[BioC] PreFiltering probe in microarray analysis

Thu Jun 2 19:58:02 CEST 2011

Hi Stephanie,
There is another recent paper that you might consider which also
cautions about filtering
Van Iterson, M., Boer, J. M., & Menezes, R. X. (2010). Filtering, FDR
and power. BMC Bioinformatics, 11(1), 450.
They also recommend their own statistical test to see if one's filter
biases FDR.
currently I am trying variance filter and feature filter from
genefilter package: try ?nsFilter for help on these functions.
However, I dont use filtering routinely since choosing the right
filter , parameters and testing the effects of any bias are things I
have not worked out in addition to having read Bourgon et al and
Iterson et al and others that discuss this issue.
About your limma results, while conventional filtering may be expected
to increase the number of significant genes, as the papers suggest
likelihood of false positives also increases.In your current results,
do you have high fold changes above 2 (log2>1)?  You may want to
explore the biological relevance of those genes with high FC and
significant unadjusted p value.
Best,
Swapna
>
> Message: 2
> Date: Wed, 01 Jun 2011 14:58:47 +0200
> From: Stephanie PIERSON <stephanie.pierson at etumel.univmed.fr>
> To: bioconductor at r-project.org
> Subject: [BioC] PreFiltering probe in microarray analysis
> Message-ID: <20110601145847.72402aos7e2ne074 at wmeletud2.univmed.fr>
> Content-Type: text/plain; charset=ISO-8859-15; DelSp="Yes";
>         format="flowed"
>
> Hello everybody,
>
> I am a french student in bioinformatic. I have to analyze microarray
> data and I have some questions about prefiltering genes.

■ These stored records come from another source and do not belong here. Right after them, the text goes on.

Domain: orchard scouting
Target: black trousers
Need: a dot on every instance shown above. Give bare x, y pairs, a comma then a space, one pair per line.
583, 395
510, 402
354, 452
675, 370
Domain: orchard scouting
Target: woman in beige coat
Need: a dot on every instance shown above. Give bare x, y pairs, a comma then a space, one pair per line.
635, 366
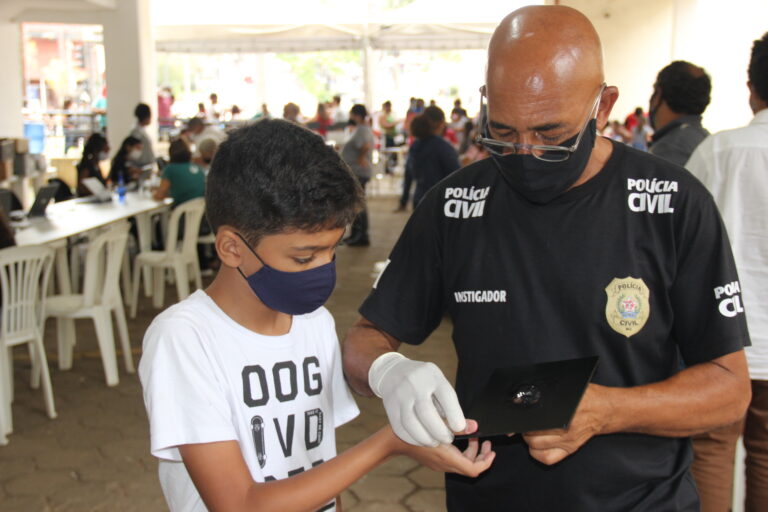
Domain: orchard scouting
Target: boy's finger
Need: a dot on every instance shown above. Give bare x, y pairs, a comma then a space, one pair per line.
471, 427
472, 447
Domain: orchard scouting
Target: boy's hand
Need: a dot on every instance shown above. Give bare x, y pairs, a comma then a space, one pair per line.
447, 458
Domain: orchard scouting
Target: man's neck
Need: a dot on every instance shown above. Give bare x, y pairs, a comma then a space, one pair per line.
597, 160
230, 291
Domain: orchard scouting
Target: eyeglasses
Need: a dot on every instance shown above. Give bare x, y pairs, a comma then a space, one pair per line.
547, 153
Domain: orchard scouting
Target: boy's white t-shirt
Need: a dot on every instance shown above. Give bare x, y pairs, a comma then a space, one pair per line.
206, 378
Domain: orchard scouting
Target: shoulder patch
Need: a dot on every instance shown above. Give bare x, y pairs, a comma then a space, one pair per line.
627, 305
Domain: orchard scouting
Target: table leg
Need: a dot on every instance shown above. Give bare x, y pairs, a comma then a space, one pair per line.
144, 228
65, 326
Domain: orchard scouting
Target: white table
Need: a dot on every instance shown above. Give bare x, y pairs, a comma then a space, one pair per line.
74, 217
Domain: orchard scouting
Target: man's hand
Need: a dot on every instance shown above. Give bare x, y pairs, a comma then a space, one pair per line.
448, 459
417, 397
590, 419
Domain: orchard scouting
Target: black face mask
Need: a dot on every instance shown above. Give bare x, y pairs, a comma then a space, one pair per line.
541, 182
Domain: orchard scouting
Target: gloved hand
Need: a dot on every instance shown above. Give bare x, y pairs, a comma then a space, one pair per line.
417, 397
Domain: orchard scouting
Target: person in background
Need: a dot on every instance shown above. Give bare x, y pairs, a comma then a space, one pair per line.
474, 151
431, 157
181, 180
322, 120
206, 151
165, 117
6, 231
292, 113
388, 124
337, 114
213, 111
143, 117
264, 114
100, 109
95, 151
618, 133
540, 254
129, 151
458, 110
680, 95
357, 154
733, 165
234, 113
631, 121
197, 131
641, 134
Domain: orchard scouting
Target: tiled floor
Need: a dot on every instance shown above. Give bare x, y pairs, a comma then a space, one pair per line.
95, 455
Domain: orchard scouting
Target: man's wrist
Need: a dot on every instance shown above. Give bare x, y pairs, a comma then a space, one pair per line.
379, 369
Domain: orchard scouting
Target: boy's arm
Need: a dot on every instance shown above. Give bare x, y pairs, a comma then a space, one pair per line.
225, 484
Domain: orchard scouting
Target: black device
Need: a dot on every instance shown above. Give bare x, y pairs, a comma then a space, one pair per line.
44, 196
522, 399
6, 201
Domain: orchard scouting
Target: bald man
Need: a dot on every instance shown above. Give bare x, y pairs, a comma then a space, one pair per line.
562, 245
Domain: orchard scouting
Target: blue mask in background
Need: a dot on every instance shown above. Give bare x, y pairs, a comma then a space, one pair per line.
292, 293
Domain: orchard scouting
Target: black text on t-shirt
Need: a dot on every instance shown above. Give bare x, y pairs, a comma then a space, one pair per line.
257, 392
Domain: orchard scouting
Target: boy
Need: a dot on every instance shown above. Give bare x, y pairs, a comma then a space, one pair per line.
243, 381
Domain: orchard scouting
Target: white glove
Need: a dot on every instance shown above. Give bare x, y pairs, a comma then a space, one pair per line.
417, 397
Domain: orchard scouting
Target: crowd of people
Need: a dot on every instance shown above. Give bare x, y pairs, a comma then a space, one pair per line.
540, 239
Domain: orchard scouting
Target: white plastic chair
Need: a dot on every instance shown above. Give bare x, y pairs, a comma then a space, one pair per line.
101, 298
181, 257
24, 273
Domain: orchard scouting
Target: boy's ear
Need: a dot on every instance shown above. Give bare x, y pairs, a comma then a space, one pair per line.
229, 246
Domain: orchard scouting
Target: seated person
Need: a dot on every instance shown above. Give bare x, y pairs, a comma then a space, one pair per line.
6, 231
181, 179
95, 151
206, 151
130, 151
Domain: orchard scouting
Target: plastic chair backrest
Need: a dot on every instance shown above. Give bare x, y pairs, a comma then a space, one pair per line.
103, 263
24, 273
192, 212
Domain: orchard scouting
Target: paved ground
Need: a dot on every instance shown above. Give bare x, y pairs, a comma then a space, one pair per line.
95, 455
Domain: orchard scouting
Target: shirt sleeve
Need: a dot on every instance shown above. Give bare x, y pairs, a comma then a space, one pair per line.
408, 299
344, 406
706, 296
184, 397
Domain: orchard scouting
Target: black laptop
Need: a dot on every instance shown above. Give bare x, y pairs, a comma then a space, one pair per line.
533, 397
44, 196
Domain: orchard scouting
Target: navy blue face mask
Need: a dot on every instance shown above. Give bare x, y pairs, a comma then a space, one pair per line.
292, 293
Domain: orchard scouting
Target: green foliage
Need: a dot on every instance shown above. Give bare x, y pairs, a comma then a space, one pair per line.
317, 71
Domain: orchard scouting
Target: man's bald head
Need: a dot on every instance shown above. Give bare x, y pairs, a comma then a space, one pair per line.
542, 49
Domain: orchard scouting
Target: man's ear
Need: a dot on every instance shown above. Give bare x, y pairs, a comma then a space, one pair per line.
607, 101
229, 246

> The dataset that I have to analyze consist in 8 microarray, i have 4
> times points and 2 replicats for each time point. Agilent's two color
> microarray  (Whole Mouse Genome (4x44K) Oligo Microarrays) were used
> for the analysis. We are searching for genes that are differentially
> expressed between two conditions (for example C1 and C2) at the
> different time points and genes that are differentially expressed in
> one condition (C1 or C2) over time .
> I have chosen LIMMA to perform the statistical analysis because I read
> in papers (Jeanmougin et al. PLoS ONE, Jefferey and al. BMC
> bioinformatic 2006,7/359  ) that it work better in experiment with few
> replicate per conditions.
> I perfom the statistical analysis on the whole data set ( more than 37
> 000 genes ), but I have high corrected p value after multiple testing
> correction (benjamini hochberg ). I would like to prefilter genes
> before statistical analysis, but I don't know how to do this. I read
> in Bourgon's paper that we can filter on the overall variance or on
> the overall mean, but in my case, with few replicates, how can I do ?
> In more, in this paper, it is not recommended to combine limma with a
> filtering procedure ...
> Someone can help me please ?
>
> Thank you,
> Best wishes
> St?phanie
>
>
>
> --
> St?phanie PIERSON
> Universite de la Mediterranee (Aix-Marseille II)
> Master 2 Pro Bioinformatique et G?nomique
>
>
>
> ------------------------------
>
> Message: 3
> Date: Wed, 1 Jun 2011 14:31:48 +0100
> From: Yuan Hao <yuan.x.hao at gmail.com>
> To: Stephanie PIERSON <stephanie.pierson at etumel.univmed.fr>
> Cc: bioconductor at r-project.org
> Subject: Re: [BioC] PreFiltering probe in microarray analysis
> Message-ID: <E177DA51-396F-4BD3-A2C9-818C6FC2C76F at gmail.com>
> Content-Type: text/plain; charset=ISO-8859-1; format=flowed; delsp=yes
>
> Hi Stephanie,
>
> You can have a look the 'genefilter' package in R/bioconductor.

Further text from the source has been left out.